= Pro-sentence =

Linguistic sentence with null subject

A pro-sentence is a function word or expression that substitutes for a whole sentence whose content is recoverable from the context. A pro-sentence is a kind of pro-form and is therefore anaphoric.

==Overview==
In English, yes, no and okay are common pro-sentences. In response to the question "Does Mars have two moons?", the sentence "Yes" can be understood to abbreviate "Mars does have two moons."

Pro-sentences are sometimes seen as grammatical interjections, since they are capable of very limited syntactical relations. But they can also be classified as a distinct part of speech, given that (other) interjections have meanings of their own and are often described as expressions of feelings or emotions.

=== Yes and no ===

In some languages, the equivalents to yes and no may substitute not only a whole sentence, but also a part of it, either the subject and the verb, or the verb and a complement, and can also constitute a subordinate clause.

The Portuguese word sim (yes) gives a good example:

Q: Ela está em casa?
A: Acredito que sim. (literally, that yes)

Ela não saiu de casa, mas o John sim.
 (literally, John yes).

In some languages, such as English, yes rebuts a negative question, whereas no affirms it. However, in Japanese, the equivalents of no (iie, uun, (i)ya) rebut a negative question, whereas the equivalents of yes (hai, ee, un) affirm it.

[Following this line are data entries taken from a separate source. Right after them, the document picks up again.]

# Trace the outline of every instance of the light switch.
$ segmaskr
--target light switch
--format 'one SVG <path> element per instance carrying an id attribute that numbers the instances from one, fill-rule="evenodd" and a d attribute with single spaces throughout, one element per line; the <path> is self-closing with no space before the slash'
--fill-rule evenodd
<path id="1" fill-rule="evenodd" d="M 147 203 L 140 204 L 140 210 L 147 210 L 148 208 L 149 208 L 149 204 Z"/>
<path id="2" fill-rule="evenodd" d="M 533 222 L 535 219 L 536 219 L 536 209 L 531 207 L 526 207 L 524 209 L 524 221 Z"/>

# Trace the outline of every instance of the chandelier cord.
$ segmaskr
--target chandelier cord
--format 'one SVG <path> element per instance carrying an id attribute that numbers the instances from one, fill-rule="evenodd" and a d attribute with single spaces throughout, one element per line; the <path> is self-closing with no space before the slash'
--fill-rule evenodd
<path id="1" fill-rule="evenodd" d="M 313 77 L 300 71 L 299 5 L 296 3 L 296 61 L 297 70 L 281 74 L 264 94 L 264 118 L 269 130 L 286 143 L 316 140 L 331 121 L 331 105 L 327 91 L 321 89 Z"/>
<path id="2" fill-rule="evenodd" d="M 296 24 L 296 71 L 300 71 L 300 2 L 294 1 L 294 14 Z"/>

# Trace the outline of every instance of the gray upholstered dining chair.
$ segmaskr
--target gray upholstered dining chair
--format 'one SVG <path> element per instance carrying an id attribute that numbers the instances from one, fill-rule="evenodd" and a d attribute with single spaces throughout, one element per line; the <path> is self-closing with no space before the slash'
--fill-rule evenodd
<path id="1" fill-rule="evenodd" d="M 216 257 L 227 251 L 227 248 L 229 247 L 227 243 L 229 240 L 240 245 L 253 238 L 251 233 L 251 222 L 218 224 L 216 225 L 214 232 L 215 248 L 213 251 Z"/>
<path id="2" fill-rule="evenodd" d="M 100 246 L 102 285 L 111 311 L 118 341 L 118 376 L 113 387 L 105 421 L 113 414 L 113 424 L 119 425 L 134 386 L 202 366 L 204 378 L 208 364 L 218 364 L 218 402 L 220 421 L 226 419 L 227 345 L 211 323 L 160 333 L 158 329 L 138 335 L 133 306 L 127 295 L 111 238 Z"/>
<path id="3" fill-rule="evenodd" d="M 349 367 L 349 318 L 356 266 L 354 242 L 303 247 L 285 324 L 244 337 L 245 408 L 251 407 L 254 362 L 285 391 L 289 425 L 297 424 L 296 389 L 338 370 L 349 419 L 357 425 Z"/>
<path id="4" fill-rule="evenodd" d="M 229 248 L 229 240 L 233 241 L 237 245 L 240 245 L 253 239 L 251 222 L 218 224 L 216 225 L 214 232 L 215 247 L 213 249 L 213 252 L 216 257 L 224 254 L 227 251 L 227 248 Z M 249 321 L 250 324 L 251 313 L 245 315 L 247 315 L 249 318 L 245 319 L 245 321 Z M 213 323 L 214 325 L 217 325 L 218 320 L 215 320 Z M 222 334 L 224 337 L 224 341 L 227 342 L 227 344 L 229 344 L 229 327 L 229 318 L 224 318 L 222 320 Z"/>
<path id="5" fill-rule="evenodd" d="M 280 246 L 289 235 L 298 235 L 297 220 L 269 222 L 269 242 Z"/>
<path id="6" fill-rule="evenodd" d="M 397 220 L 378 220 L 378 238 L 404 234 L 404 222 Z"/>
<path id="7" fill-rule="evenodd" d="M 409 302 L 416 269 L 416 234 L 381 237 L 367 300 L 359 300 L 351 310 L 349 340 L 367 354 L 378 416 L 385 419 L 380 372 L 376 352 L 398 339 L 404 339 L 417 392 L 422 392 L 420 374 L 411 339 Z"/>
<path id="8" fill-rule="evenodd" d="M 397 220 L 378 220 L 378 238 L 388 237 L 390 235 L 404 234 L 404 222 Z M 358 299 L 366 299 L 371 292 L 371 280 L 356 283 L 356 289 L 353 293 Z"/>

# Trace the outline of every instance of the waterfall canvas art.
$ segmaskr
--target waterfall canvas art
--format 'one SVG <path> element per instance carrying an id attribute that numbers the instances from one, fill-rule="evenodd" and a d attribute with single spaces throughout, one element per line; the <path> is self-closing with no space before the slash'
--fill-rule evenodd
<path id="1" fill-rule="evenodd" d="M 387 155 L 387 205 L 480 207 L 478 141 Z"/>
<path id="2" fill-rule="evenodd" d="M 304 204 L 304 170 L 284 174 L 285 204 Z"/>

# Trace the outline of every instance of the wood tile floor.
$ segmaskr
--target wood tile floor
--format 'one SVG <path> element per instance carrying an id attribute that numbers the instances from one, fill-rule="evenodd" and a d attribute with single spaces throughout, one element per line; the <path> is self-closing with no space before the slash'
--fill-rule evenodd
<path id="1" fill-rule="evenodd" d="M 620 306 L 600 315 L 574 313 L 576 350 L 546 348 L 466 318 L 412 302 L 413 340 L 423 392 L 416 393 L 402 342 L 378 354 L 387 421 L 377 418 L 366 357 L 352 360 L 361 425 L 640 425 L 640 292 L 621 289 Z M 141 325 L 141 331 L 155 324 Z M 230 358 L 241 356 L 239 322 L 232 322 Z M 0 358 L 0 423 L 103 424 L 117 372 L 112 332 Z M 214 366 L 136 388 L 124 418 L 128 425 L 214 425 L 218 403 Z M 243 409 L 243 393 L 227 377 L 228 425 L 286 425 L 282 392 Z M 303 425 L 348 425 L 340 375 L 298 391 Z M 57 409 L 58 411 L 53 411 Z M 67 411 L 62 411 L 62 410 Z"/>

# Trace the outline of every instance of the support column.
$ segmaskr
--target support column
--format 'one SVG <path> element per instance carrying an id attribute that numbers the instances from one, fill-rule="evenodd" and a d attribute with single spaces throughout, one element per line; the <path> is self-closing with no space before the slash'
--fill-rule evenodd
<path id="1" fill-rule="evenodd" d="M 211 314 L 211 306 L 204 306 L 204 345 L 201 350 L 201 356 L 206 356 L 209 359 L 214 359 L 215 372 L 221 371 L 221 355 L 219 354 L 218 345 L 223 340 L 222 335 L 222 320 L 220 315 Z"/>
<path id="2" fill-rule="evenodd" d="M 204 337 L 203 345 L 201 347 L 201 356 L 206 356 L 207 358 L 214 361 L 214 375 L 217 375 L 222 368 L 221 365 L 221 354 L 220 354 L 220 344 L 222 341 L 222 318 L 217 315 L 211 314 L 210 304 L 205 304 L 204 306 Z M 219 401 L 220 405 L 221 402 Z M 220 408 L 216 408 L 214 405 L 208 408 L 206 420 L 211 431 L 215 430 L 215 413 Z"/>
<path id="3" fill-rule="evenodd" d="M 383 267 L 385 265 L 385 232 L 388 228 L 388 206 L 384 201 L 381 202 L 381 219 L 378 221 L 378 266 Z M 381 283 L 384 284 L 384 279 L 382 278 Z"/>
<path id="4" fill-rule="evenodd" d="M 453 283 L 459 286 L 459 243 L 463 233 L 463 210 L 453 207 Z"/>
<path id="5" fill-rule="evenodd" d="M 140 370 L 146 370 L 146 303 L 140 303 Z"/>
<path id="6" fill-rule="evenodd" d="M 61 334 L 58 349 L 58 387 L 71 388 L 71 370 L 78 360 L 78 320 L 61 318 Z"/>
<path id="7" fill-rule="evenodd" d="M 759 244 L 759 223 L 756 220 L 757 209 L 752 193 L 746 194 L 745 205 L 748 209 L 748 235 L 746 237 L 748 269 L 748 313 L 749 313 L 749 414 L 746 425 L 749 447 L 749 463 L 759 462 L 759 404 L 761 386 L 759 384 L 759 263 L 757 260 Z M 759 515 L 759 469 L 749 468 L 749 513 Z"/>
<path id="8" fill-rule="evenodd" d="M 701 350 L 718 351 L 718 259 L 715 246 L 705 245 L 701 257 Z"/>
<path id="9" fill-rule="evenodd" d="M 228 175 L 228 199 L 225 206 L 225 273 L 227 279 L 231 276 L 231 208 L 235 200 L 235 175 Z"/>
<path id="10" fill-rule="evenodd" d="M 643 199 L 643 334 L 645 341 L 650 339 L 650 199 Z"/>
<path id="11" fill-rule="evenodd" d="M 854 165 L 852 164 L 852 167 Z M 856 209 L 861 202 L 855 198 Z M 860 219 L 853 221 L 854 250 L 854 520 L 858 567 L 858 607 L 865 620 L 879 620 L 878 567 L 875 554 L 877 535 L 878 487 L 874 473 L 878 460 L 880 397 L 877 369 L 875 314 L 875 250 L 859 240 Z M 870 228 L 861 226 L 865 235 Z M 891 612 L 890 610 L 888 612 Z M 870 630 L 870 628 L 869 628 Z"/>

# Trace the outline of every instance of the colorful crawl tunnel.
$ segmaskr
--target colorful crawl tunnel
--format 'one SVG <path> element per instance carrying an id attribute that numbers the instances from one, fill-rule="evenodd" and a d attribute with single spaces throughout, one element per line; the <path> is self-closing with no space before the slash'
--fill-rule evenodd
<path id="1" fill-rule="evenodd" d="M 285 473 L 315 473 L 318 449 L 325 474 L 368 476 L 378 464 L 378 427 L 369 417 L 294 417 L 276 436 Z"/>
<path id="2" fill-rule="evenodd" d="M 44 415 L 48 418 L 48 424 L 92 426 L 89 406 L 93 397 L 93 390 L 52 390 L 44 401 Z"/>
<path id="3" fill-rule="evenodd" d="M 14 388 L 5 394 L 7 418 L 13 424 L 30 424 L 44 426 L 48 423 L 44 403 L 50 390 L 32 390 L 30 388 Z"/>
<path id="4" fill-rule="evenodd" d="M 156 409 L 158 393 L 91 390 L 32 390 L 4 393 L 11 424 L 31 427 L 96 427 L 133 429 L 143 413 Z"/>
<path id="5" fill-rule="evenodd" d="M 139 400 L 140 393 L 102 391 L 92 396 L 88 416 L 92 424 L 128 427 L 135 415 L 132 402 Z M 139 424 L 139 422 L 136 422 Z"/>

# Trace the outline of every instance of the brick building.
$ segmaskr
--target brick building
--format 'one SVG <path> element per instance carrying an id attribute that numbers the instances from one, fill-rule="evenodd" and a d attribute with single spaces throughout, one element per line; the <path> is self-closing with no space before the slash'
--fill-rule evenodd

Q: わかりません でした か？ Wakarimasen deshita ka?
A: はい、 わかりません でした。 Hai, wakarimasen deshita. , literally

Some languages have a specific word that rebuts a negative question. German has doch, French has si, Norwegian has jo, Danish has jo, Swedish has jo, and Hungarian has de. The English words "yes" and "no" were originally only used to respond to negative questions, while "yea" and "nay" were the proper responses to affirmative questions; this distinction was lost at some time in Early Modern English.

Q: Bist du nicht müde?
A: Doch. Ich gehe bald schlafen.

== In philosophy ==
The prosentential theory of truth developed by Dorothy Grover, Nuel Belnap, and Joseph Camp, and defended more recently by Robert Brandom, holds that sentences like "p" is true and It is true that p should not be understood as ascribing properties to the sentence "p", but as a pro-sentence whose content is the same as that of "p." Brandom calls " . . .is true" a pro-sentence-forming operator.